UNCASVILLE, Conn. — Las Vegas never had a professional sports champion — until Sunday.
Chelsea Gray scored 20 points to lead the Las Vegas Aces to their first WNBA title — and the city’s first pro title — with a 78-71 win over the Connecticut Sun in Game 4.
Gray went 9 of 13 from the field and was named Finals MVP after averaging 18.3 points in the series.
Las Vegas finished on an 8-0 run. As the buzzer sounded, league MVP A’ja Wilson, who played every minute, grabbed the ball and stomped the floor before being mobbed by her teammates.
“We champs! We champs! We champs!” Wilson screamed at teammates as they pulled on their championship hats and T-shirts before the trophy ceremony.

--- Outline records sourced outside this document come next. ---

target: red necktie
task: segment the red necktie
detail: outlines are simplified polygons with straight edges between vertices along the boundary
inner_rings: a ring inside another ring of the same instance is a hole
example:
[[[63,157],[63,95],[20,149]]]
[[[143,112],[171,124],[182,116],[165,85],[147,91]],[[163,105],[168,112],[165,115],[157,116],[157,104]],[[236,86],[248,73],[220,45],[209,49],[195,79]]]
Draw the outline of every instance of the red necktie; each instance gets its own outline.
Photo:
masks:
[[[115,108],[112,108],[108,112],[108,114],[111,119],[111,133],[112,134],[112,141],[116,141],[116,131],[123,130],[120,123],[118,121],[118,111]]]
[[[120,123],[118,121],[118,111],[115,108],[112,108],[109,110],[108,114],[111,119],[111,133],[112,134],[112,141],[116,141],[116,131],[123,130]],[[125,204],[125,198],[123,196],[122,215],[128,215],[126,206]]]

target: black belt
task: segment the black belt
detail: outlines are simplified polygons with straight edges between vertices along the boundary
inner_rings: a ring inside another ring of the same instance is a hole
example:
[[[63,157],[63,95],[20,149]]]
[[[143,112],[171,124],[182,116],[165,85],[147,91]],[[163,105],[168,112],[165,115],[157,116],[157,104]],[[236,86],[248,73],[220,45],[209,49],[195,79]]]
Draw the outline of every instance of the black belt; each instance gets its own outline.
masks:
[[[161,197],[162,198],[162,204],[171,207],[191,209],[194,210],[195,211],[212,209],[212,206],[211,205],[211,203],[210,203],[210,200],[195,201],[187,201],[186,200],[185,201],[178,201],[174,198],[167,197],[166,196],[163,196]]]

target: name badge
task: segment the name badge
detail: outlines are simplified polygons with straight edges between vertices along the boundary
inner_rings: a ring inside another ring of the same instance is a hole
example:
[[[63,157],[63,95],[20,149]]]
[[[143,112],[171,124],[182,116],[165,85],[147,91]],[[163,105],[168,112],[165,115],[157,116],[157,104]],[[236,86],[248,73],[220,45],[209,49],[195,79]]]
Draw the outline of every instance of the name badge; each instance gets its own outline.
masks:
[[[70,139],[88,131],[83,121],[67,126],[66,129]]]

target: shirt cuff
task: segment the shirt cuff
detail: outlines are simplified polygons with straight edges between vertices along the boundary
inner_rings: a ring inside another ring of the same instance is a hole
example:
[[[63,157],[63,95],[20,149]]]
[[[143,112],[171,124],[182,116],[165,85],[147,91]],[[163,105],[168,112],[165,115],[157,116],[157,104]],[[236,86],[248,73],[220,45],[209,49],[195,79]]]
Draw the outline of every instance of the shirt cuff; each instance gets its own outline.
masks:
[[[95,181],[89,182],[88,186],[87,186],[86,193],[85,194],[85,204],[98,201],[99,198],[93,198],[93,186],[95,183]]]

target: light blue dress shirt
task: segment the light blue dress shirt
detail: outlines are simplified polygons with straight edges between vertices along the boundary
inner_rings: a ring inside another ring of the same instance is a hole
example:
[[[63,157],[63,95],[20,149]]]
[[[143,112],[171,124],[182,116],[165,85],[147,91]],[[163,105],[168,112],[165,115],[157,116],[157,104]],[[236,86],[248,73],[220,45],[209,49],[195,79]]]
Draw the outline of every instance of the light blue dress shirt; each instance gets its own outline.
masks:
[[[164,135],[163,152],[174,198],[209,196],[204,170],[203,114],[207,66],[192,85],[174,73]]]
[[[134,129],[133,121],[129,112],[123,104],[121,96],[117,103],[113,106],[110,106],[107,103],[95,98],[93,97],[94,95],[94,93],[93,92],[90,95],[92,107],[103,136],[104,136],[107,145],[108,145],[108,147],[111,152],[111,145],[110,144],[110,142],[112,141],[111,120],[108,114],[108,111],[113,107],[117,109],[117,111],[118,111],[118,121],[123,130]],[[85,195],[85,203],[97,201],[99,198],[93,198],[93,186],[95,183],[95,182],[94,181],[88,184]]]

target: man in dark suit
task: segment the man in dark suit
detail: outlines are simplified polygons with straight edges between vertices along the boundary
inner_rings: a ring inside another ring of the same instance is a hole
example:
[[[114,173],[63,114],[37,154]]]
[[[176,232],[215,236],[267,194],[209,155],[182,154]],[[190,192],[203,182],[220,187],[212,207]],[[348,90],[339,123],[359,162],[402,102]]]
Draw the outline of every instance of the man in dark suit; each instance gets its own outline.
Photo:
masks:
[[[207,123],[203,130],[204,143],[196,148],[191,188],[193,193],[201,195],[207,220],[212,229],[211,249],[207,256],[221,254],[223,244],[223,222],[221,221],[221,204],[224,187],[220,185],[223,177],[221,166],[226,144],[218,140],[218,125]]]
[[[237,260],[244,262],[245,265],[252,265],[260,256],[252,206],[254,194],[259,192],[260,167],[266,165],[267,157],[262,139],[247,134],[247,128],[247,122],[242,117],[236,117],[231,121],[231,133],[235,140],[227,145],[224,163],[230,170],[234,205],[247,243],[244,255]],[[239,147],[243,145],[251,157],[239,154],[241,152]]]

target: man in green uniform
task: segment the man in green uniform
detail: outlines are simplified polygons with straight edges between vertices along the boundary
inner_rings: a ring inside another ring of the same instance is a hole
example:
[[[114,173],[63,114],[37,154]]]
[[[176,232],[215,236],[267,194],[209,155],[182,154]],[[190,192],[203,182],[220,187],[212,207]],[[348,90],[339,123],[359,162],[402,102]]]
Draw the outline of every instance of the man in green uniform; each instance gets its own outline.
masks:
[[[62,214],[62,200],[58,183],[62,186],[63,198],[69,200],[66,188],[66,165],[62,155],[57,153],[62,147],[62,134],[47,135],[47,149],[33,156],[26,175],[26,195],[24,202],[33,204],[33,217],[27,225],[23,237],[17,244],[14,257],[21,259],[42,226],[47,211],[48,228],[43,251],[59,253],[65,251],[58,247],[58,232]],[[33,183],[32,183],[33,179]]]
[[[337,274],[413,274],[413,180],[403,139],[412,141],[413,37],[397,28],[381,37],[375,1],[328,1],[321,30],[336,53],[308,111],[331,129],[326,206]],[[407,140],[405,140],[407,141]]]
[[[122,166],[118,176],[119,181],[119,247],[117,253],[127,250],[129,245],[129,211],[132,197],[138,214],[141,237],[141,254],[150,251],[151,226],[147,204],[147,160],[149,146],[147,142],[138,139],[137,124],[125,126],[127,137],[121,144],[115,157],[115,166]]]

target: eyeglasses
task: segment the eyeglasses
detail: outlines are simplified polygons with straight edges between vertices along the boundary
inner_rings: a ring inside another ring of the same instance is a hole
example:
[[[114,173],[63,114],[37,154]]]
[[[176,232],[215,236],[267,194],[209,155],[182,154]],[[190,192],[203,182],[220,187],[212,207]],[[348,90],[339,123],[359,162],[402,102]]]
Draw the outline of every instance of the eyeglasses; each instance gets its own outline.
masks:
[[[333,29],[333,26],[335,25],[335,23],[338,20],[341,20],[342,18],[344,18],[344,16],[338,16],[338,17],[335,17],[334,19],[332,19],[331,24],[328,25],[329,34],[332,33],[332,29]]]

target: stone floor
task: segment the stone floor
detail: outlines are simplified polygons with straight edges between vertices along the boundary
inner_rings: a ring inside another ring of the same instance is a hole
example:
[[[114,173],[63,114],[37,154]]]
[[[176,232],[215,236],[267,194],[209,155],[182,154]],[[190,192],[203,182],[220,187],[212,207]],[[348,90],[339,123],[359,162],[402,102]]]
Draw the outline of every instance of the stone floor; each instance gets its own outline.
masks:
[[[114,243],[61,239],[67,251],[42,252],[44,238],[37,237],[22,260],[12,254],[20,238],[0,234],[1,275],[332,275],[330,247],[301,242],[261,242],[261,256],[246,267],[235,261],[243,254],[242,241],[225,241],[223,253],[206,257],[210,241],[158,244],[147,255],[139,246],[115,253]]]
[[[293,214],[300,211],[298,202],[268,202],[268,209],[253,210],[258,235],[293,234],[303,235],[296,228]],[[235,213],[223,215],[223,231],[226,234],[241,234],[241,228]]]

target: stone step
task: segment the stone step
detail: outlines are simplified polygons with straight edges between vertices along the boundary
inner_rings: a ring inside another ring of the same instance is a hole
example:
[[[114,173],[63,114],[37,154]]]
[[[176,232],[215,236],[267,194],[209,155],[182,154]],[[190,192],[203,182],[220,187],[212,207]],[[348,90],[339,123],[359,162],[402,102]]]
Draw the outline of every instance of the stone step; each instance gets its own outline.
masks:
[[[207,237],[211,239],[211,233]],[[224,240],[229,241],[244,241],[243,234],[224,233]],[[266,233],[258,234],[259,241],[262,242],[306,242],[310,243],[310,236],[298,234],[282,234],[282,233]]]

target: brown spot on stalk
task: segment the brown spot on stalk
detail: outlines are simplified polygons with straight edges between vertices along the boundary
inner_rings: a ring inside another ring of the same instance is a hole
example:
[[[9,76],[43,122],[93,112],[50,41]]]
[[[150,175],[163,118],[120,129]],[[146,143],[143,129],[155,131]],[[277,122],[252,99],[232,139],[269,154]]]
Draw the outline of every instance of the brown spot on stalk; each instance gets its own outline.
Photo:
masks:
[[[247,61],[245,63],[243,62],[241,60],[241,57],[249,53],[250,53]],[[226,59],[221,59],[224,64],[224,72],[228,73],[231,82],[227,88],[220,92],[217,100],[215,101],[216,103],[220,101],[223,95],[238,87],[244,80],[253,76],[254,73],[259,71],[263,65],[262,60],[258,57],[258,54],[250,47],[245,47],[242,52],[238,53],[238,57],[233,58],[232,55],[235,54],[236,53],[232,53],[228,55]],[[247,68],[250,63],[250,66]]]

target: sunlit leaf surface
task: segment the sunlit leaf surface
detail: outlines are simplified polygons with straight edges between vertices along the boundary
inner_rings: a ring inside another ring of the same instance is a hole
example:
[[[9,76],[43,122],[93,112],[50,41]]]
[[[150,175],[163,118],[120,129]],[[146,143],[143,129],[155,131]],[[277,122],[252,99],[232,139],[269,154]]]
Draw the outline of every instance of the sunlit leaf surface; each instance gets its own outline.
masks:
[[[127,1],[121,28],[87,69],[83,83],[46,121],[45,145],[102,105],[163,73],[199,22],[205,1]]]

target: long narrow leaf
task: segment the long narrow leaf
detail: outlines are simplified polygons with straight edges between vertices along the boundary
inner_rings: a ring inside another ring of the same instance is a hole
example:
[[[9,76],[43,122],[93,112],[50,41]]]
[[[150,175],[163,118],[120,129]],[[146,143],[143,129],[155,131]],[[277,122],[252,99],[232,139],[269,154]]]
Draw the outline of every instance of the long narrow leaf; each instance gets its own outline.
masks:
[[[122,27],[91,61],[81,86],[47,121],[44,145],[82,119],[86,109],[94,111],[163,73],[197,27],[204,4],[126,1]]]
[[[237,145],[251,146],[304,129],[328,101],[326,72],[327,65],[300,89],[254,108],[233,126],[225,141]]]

Riquna Williams had 17 points for Las Vegas, Kelsey Plum added 16, Jackie Young had 13 and Wilson scored 11 points to go with 14 rebounds.
Wilson hopes this is just the beginning for the franchise.
“You see it. You see it,” Wilson said in the on-court celebration. “This is what we’re building. This is what we’re doing. This is it. I’m so happy right now.”
Courtney Williams scored 17 points to lead Connecticut and Alyssa Thomas had her second straight triple-double with 11 points, 11 assists and 10 rebounds. Jonquel Jones added 13 points and DeWanna Bonner 12.
“When you come up short it certainly really hurts,” Sun coach Curt Miller said. “But that means that there was something that mattered and something special among that group of players.”
For Aces coach Becky Hammon, who didn’t get a title during her standout WNBA playing career, the ring completed a decades-long quest. She left an assistant coaching position with Gregg Popovich and the San Antonio Spurs to take over in Las Vegas. The move paid off.
“They’re unbelievable on the court, but they’re unbelievable humans first and foremost,” Hammon said. “They care about each other. They invest in each other. It’s been an absolute honor to be their coach. I saw excellence and I wanted to be a part of it.”
Hammon also paid tribute to former Aces coach Bill Laimbeer, who was on the floor for the ceremony: “He put this team together and saw the pieces.”
Aces owner Mark Davis, who also owns the NFL’s Las Vegas Raiders, wasn’t with his football team Sunday. He was in Connecticut to get a trophy. He hoisted it, then turned it over to gleeful players who did the same.
“Las Vegas, we are world champions,” Davis said.
The Aces led by two at halftime and by four after three quarters. They held a six-point lead in the fourth when Plum was called for a flagrant foul after running into Bonner while the Sun forward was attempting a 3-pointer and sending her to the floor holding her right ankle.
Bonner hit all three free throws before Jones’ short jumper cut the lead to a point. The Sun then tied the game at 67 on a free throw by Courtney Williams and took a 71-70 lead on two foul shots from Brionna Jones.
But Las Vegas had the answers.
Riquna Williams’ 3-pointer put the Aces back on top, and Gray’s step-back jumper extended the lead to 75-71 with less than a minute left. Wilson then stole a pass and Plum hit a short jump shot to secure the win.
Gray wasn’t a WNBA All-Star or a first-team all-league pick this season and had voiced her displeasure about that. After scoring 21 points in each of the first two games of the Finals, she scored just 11 in Game 3 but bounced back — way back.
“They can keep that All-Star and first team,” Gray said. “I got the ring.”
The start of the celebration was shown on the video screens at the Raiders stadium during their game against the Arizona Cardinals, with fans breaking into loud cheers.
They can cheer more in a few days: A parade on the Las Vegas Strip is planned for Tuesday night.
“What a team, what talent, what a victory! You have made Las Vegas so proud!” Las Vegas Mayor Carolyn Goodman said in a statement. “Thank you for your effort, discipline & focus. We can’t wait for the celebrations & a great parade!”
Wilson said after the game that parade goers should be ready for a party.
“When you come to the parade, you better be four shots in,” she said. “If you ain’t four shots in, don’t come.”